I guess in hindsight the only surprising thing is that the Ontario MOE let Varnicolor walk back in the mid to late 1980s in regards to the contamination in the Howard Street Storm Sewers (HSSS). The investigation was primarily done by Varnicolor and their hired consultants. Exactly how unbiased do you think that was? As I mentioned here Saturday I attempted to get all the documentation and reports from Woolwich Township unsuccessfully many years ago. What I have however I reviewed over the last couple of days and it is quite damning.

The most investigative activity occurred closer to 1986-87 and not in 1982-84 as I had formerly understood. Also there was both an entire Appendix as well as references earlier on in Canviro's 1987 hydrogeological report regarding the Varnicolor Chemical groundwater situation. Canviro were a subsidiary of CH2MHILL who dropped Varnicolor as a client when the Region of Waterloo hired them to do extensive hydrogeological work for them after the start of the Elmira Water Crisis in 1989.
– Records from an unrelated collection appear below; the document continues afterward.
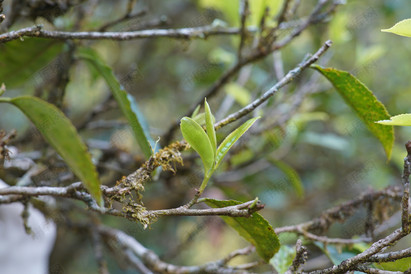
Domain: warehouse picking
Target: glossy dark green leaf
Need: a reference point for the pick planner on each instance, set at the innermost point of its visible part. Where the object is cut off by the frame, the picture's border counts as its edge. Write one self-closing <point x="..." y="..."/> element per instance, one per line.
<point x="59" y="132"/>
<point x="230" y="140"/>
<point x="124" y="100"/>
<point x="20" y="60"/>
<point x="255" y="229"/>
<point x="196" y="137"/>
<point x="364" y="103"/>
<point x="210" y="120"/>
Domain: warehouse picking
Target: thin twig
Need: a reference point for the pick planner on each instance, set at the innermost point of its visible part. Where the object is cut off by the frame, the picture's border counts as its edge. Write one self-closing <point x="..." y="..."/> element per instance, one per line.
<point x="405" y="218"/>
<point x="376" y="247"/>
<point x="154" y="263"/>
<point x="300" y="258"/>
<point x="391" y="256"/>
<point x="183" y="33"/>
<point x="291" y="75"/>
<point x="244" y="12"/>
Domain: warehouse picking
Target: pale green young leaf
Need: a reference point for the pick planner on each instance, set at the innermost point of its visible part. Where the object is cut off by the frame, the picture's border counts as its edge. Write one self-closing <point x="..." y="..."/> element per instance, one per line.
<point x="402" y="28"/>
<point x="196" y="111"/>
<point x="283" y="259"/>
<point x="230" y="140"/>
<point x="363" y="102"/>
<point x="60" y="133"/>
<point x="255" y="229"/>
<point x="210" y="126"/>
<point x="397" y="120"/>
<point x="196" y="137"/>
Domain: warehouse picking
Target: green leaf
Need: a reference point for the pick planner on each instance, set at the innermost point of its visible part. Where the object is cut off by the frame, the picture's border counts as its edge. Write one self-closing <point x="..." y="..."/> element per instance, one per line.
<point x="124" y="100"/>
<point x="210" y="120"/>
<point x="62" y="136"/>
<point x="255" y="229"/>
<point x="402" y="28"/>
<point x="20" y="60"/>
<point x="230" y="140"/>
<point x="397" y="120"/>
<point x="403" y="265"/>
<point x="196" y="111"/>
<point x="292" y="176"/>
<point x="194" y="134"/>
<point x="363" y="102"/>
<point x="283" y="259"/>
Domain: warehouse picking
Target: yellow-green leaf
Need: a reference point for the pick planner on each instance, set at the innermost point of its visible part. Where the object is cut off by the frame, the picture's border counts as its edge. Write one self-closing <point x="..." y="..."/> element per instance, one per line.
<point x="397" y="120"/>
<point x="126" y="102"/>
<point x="230" y="140"/>
<point x="363" y="102"/>
<point x="210" y="126"/>
<point x="283" y="259"/>
<point x="194" y="134"/>
<point x="255" y="229"/>
<point x="59" y="132"/>
<point x="402" y="28"/>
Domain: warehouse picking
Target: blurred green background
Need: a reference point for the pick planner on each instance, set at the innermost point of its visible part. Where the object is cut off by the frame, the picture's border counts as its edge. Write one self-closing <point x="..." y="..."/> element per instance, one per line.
<point x="335" y="156"/>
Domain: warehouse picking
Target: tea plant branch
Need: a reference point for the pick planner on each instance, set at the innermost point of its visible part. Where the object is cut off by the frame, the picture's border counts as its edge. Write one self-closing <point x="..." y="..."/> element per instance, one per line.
<point x="182" y="33"/>
<point x="405" y="218"/>
<point x="257" y="54"/>
<point x="391" y="256"/>
<point x="124" y="242"/>
<point x="244" y="12"/>
<point x="291" y="75"/>
<point x="75" y="191"/>
<point x="342" y="212"/>
<point x="351" y="263"/>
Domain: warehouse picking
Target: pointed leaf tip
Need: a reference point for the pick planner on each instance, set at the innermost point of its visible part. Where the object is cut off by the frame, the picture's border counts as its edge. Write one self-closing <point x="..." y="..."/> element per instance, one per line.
<point x="398" y="120"/>
<point x="230" y="140"/>
<point x="196" y="137"/>
<point x="210" y="120"/>
<point x="402" y="28"/>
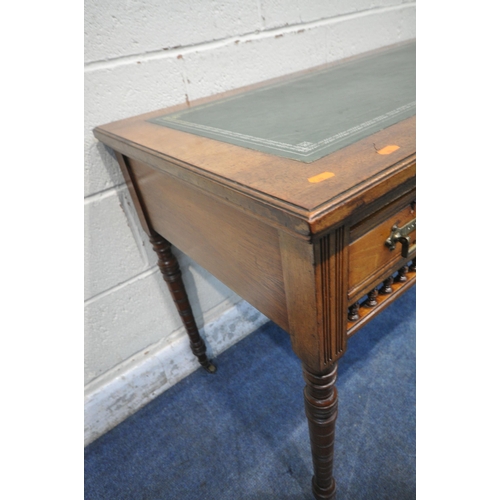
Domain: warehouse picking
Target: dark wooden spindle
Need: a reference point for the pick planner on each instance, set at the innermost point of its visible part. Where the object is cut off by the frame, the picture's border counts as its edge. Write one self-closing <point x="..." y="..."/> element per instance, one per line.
<point x="413" y="265"/>
<point x="353" y="315"/>
<point x="401" y="277"/>
<point x="172" y="275"/>
<point x="321" y="402"/>
<point x="386" y="287"/>
<point x="372" y="298"/>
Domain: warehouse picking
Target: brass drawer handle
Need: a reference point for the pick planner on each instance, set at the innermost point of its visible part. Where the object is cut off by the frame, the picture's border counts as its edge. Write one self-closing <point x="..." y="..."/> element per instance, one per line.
<point x="401" y="235"/>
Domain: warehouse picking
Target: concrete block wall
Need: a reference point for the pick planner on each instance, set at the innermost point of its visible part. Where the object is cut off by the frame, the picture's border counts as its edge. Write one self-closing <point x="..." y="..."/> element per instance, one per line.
<point x="143" y="55"/>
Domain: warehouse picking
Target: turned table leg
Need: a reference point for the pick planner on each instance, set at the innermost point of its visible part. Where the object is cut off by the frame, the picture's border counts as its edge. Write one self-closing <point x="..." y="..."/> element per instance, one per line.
<point x="320" y="395"/>
<point x="171" y="272"/>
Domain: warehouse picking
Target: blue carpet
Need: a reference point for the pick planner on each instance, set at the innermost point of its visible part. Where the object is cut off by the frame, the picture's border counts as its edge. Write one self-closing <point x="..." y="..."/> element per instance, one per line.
<point x="242" y="434"/>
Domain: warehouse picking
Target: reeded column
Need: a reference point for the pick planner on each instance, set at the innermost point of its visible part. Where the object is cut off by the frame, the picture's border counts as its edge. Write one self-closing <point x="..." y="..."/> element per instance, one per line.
<point x="172" y="275"/>
<point x="320" y="395"/>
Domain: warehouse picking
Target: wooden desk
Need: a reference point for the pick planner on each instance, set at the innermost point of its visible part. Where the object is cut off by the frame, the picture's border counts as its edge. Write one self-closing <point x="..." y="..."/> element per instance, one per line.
<point x="299" y="194"/>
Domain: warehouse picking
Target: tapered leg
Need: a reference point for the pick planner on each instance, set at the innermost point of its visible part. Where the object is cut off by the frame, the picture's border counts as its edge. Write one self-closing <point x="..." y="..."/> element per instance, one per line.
<point x="320" y="396"/>
<point x="171" y="272"/>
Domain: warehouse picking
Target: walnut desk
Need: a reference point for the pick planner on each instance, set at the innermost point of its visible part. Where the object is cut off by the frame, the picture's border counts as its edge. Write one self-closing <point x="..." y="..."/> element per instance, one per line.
<point x="298" y="194"/>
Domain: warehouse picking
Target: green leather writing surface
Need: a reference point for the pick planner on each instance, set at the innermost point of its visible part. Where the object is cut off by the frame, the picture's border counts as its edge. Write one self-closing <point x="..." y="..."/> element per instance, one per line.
<point x="313" y="115"/>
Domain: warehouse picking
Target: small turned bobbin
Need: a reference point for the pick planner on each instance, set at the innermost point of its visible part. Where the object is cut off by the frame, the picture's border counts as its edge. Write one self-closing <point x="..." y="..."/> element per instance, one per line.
<point x="353" y="315"/>
<point x="372" y="298"/>
<point x="401" y="277"/>
<point x="413" y="265"/>
<point x="386" y="287"/>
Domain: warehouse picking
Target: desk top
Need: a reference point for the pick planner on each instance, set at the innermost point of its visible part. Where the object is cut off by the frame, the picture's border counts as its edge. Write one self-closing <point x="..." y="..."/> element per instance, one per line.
<point x="355" y="117"/>
<point x="310" y="116"/>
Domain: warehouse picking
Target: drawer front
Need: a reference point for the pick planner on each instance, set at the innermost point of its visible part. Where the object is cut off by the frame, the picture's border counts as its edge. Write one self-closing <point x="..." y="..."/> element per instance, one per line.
<point x="369" y="256"/>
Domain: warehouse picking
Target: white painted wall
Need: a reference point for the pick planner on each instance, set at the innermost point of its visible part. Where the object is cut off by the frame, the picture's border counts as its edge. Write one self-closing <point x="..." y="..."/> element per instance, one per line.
<point x="143" y="55"/>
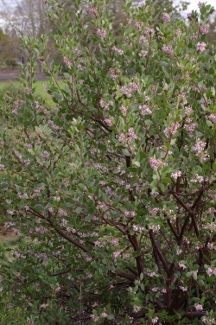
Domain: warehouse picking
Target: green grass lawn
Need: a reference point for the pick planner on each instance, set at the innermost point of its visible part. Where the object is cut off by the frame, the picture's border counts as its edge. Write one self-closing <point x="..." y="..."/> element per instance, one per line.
<point x="40" y="85"/>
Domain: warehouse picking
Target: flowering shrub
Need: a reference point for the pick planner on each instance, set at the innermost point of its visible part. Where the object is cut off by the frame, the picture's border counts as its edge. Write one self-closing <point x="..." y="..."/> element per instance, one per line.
<point x="114" y="188"/>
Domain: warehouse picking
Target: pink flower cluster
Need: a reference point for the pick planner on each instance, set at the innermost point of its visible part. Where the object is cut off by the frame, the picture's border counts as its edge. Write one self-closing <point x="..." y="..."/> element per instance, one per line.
<point x="212" y="117"/>
<point x="168" y="49"/>
<point x="101" y="33"/>
<point x="171" y="130"/>
<point x="166" y="17"/>
<point x="201" y="46"/>
<point x="156" y="163"/>
<point x="198" y="307"/>
<point x="119" y="51"/>
<point x="211" y="271"/>
<point x="199" y="146"/>
<point x="67" y="62"/>
<point x="176" y="174"/>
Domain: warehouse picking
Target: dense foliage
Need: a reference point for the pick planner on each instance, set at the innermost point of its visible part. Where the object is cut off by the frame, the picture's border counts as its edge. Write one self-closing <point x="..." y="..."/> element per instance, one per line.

The Township were involved through former Public Works Department employees providing information regarding drainage in the area as well as pipe connections from the Varnicolor property into the HSSS. Bill Kowalchuk, CAO for Woolwich Township, also was involved in defending Varnicolor and in an amazing coincidence was hired by Varnicolor approximately a year later after being fired by Woolwich Township. The firing as CAO by Woolwich is strictly a verbal comment provided to me by someone in the know, although I've never heard it disputed to date.
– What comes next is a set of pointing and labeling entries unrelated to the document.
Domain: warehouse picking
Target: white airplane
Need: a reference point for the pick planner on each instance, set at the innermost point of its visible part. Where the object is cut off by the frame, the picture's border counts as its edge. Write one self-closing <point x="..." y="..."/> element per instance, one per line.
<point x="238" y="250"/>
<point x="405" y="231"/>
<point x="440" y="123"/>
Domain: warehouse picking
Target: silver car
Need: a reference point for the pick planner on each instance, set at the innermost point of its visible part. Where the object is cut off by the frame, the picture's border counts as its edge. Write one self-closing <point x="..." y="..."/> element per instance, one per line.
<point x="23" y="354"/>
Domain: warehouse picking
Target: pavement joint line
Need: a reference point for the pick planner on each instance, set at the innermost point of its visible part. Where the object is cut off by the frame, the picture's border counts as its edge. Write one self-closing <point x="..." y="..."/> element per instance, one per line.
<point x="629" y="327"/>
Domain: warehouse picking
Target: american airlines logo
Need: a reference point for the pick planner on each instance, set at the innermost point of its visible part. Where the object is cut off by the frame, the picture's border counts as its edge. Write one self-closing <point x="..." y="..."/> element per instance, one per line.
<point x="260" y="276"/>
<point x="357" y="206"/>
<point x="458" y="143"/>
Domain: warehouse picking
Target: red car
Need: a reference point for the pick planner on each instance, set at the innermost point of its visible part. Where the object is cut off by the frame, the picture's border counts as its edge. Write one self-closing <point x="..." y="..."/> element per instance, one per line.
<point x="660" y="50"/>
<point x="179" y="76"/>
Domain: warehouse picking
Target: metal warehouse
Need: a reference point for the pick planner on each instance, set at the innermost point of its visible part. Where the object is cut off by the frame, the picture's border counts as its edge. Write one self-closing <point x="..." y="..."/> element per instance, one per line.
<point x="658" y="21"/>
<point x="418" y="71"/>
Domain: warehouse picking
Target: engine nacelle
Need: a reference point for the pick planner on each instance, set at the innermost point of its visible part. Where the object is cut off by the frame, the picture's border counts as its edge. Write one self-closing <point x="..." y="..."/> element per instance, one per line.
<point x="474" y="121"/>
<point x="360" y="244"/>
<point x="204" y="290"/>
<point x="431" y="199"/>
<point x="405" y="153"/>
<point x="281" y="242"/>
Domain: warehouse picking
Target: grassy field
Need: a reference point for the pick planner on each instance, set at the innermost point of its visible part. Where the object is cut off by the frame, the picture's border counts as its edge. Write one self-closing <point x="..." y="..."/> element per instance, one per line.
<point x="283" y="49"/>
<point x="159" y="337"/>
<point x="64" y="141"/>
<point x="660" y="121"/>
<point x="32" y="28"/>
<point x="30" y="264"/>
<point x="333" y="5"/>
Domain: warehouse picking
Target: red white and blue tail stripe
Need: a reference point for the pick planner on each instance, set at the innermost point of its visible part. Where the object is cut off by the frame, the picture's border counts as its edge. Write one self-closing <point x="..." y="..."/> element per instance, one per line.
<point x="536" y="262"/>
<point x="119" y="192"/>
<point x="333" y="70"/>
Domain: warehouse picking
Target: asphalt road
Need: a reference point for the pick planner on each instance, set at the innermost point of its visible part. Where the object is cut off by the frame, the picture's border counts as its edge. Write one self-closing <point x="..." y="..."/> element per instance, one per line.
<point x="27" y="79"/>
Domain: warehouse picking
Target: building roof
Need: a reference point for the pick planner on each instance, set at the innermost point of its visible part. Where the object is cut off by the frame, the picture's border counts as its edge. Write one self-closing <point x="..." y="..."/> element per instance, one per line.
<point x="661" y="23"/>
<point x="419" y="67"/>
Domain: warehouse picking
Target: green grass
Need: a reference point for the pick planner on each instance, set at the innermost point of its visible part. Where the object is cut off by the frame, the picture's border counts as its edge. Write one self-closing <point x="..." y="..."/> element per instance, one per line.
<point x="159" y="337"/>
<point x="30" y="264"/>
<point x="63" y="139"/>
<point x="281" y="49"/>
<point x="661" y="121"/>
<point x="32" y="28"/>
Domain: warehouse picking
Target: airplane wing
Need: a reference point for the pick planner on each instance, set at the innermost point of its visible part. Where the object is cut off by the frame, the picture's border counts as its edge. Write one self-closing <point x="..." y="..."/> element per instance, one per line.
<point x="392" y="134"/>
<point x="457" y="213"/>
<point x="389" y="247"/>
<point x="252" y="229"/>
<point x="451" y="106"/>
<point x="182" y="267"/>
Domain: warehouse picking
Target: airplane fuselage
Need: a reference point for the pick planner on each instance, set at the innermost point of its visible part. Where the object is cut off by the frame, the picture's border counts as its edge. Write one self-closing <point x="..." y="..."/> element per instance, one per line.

The excuses as to why Varnicolor didn't do it came fast and furious from all parties with a vested interest in keeping Varnicolor's pristine reputation intact. This included from the MOE. Then after I blew the whistle the MOE continued their stalwart defense of Varnicolor. You know it's almost as if the MOE knew that their day of reckoning was just around the corner and they needed no distractions from Uniroyal Chemical being squarely and solely on the perpetrator's pedestal.
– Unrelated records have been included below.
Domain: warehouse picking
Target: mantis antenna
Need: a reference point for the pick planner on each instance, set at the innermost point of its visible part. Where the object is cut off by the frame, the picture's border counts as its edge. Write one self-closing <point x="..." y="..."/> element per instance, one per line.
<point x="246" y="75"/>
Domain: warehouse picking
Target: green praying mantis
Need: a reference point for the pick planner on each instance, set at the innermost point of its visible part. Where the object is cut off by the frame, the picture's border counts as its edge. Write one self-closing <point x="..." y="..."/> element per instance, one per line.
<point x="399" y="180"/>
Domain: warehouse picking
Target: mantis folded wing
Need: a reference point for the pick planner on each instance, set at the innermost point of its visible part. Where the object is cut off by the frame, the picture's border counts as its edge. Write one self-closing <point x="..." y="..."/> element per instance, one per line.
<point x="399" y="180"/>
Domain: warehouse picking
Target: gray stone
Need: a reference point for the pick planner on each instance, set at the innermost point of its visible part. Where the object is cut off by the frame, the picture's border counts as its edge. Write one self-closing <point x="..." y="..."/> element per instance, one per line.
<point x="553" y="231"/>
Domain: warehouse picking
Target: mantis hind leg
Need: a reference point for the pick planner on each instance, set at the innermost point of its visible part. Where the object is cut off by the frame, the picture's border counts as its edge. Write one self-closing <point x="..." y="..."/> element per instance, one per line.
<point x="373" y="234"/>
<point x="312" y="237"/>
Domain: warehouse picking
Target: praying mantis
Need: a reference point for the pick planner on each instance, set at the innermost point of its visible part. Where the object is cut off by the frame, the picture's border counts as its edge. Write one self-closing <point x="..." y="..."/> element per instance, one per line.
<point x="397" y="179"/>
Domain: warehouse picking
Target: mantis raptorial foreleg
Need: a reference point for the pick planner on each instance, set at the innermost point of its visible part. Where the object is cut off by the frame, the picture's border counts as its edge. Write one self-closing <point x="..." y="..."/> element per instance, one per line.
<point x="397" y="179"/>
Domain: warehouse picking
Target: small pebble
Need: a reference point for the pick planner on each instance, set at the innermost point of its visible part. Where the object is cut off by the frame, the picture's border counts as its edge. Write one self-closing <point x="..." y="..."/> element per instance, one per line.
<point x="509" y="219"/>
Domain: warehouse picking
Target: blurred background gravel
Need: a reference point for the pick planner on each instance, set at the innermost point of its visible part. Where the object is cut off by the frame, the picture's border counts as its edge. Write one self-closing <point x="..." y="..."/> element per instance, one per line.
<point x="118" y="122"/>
Evidence included volumes of liquids in the storm sewers far beyond what should have been in them long after rainstorms. They felt that groundwater en masse had to be being directed into the Howard Street storm sewer. Perhaps what they didn't consider was the possibility not just of contaminated groundwater from Varnicolor but outright intentional dumping. In other words waste solvents and waters that Severin Argenton couldn't recycle, hence unless he dumped them illegally, were nothing but an expense to him. These solvents found in the HSSS at high concentrations were all solvents found in Varnicolor's groundwater except for chlorobenzene. The solvents included 1,1 dichloroethane and 1,2 dichloroethane which the reports incorrectly stated weren't in Varnicolor's groundwater. They were, although they may have been found at a slightly later date.

Regarding chlorobenzene, an innocuous solvent commonly found in paint thinners and other uses, I've never understood why along with the dozens to hundreds of others found at Varnicolor, it allegedly was not. Either there is yet another source or as stated last Saturday here, the MOE did some serious fudging of lab data.